Fée, féerie

Les mots du théâtre au XVIIIe siècle.

Fée, féerie.

Chamfort et Laporte, Dictionnaire dramatique, tome I, p. 483-484 :

FÉE. FÉERIE. Ce mot signifie une espéce de Génies ou de Divinités imaginaires qui habitoient sur la Terre & s'y distinguoient par quantité d'actions & de fonctions merveilleuses, tantôt bonnes, tantôt mauvaises. Les Fées étoient une espéce parculiere de Divinités qui n'avoient guères de rapport avec aucune de celles des anciens Grecs & Romains, si ce n'est avec les Larves. D'autres prétendent qu'elles n'étoient qu'une espéce d'êtres mitoyens, qui n'étoient ni Dieux, ni Anges, ni Hommes, ni Démons. Leur origine vient d'Orient; & il semble que les Persans & les Arabes en sont les inventeurs ; leur Histoire & leur Religion étant remplies de Contes de Fées & de Dragons. Les Perses les appellent Peri.

Les Magiciennes des Anciens, comme Medée, Canidie, ont pu donner l’idée des Fées malfaisantes ; comme les Nymphes favorables, telles qu'Egérie, ont sans doute donné naissance aux Fées bienfaisantes, telles qu Alcine, la Fée Manto de l'Arioste, la Gloriane de Spencer, & d'autres qu'on trouve dans les Romans Anglois & François ; quelques-unes présidoient à la naissance des jeunes Princes & des Cavaliers, pour annoncer leur destinée.
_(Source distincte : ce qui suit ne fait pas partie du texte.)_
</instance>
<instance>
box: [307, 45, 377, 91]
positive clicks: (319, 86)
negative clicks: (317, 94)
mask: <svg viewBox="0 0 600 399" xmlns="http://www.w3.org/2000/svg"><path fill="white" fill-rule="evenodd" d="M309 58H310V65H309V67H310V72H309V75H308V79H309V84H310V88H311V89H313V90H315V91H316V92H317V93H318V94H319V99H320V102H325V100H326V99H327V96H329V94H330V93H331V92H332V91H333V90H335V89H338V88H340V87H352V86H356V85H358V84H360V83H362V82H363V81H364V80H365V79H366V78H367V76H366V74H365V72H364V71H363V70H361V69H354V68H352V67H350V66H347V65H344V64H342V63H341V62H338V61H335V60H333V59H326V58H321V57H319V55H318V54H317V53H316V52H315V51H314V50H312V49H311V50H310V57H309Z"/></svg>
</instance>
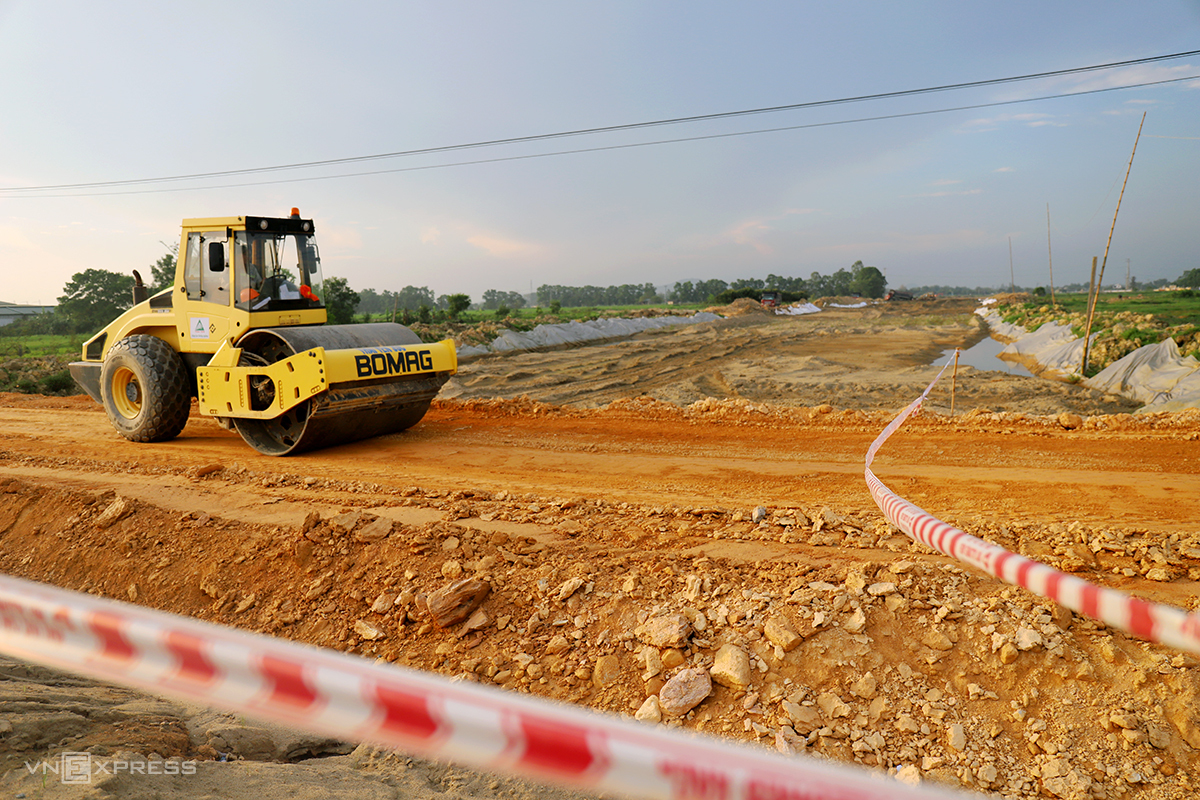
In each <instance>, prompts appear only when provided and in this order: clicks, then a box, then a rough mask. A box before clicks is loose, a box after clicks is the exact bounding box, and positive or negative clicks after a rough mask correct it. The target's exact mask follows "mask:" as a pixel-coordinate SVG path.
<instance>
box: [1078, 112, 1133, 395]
mask: <svg viewBox="0 0 1200 800" xmlns="http://www.w3.org/2000/svg"><path fill="white" fill-rule="evenodd" d="M1145 124H1146V112H1142V113H1141V122H1139V124H1138V136H1136V137H1134V140H1133V152H1130V154H1129V166H1128V167H1126V179H1124V182H1122V184H1121V194H1118V196H1117V210H1116V211H1114V212H1112V225H1111V227H1110V228H1109V241H1108V242H1106V243H1105V245H1104V260H1103V261H1100V277H1099V278H1098V279H1097V283H1096V296H1097V299H1099V296H1100V287H1102V285H1103V284H1104V266H1105V265H1106V264H1108V263H1109V247H1111V246H1112V231H1114V230H1116V227H1117V215H1118V213H1121V199H1122V198H1123V197H1124V187H1126V185H1127V184H1128V182H1129V173H1130V172H1133V157H1134V156H1136V155H1138V140H1139V139H1141V126H1142V125H1145ZM1092 264H1093V265H1094V264H1096V261H1094V260H1093V261H1092ZM1093 269H1094V266H1093ZM1094 311H1096V302H1094V301H1093V302H1092V312H1094ZM1091 335H1092V314H1091V313H1090V314H1087V330H1086V331H1084V365H1082V366H1081V367H1080V368H1079V372H1080V374H1082V377H1084V378H1086V377H1087V339H1088V338H1090V337H1091Z"/></svg>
Les Auteurs de nos Romans modernes se sont servis des Fées, pour remplacer les Divinités du Paganisme, & pour opérer le merveilleux ou le ridicule qu'ils y sèment.

Quinault traça d'un pinceau mâle & vigoureux les grands tableaux des Médée, des Arcabonne, des Armide, &c. Les Argines, les Zoraïdes, les Théano, sont des copies de ces brillans originaux. Il ne faudroit peut-être introduire la Feérie, dans les Opera, qu'en sous-ordre. Urgande dans Amadis, & Logistille dans Rolland, ne sont que des Personnages sans intérêt, & tels qu'on les apperçoit à peine. De nos jours, le fond de la Féerie, dont nous nous sommes formés une idée vive, légère & riante, a paru propre à produire une illusion agréable, & des actions aussi intéressantes que merveilleuses. On avoit tenté ce genre autrefois ; mais la chûte de Manto la Fée & de la Reine des Peris, sembloit l'avoir décrédité.

Le succès de Zelindor, Roi des Sylphes, fait voir que ce genre pouvoit produire des beautés. Mais peut-être est il déja épuisé.

Références :

Fuzelier (1672-1752), la Reine des Péris (1726, musique d’Aubert) : cette comédie persane, ou pastorale lyrique n’a pas rencontré de succès, ce qui montre le déclin de la féerie à l’opéra.

Houdar de La Motte (Antoine, 1672-1731), Omphale (musique d’André Cardinal Destouches, 1703), avec la magicienne Argine.

La Serre (Jean-Louis Ignace de, 1663-1756)), Pyrame et Thisbé (musique de Francœur et Rebel, 1726), avec la magicienne Zoraïde, fille du magicien Zoroastre.

Leclerc de La Bruère (Charles-Antoine, 1716-1754), Linus (1752, non représenté, musique de Rameau, perdue), avec la magicienne Théano.

Mennesson (1663?-1742), Manto la fée (1710, musique de Jean-Baptiste Stuck) : l'insuccès de cet opéra marque le déclin de la féerie à l’opéra.

Moncrif (François-Augustin de, 1687-1770), Zelindor, Roi des Sylphes (ballet en un acte, musique de Rebel et Francœur, 1745) : ce ballet a connu le succès (30 représentations de 1746 à 1753, puis 32 en 1766, comme deuxième partie de Fragments).

Quinault a placé des magiciennes dans ses tragédies lyriques : Médée, Arcabonne (dans Amadis de Gaule), Armide. Dans Amadis, la magicienne Urgande est un personnage sans intérêt, comme Logistille dans Rolland.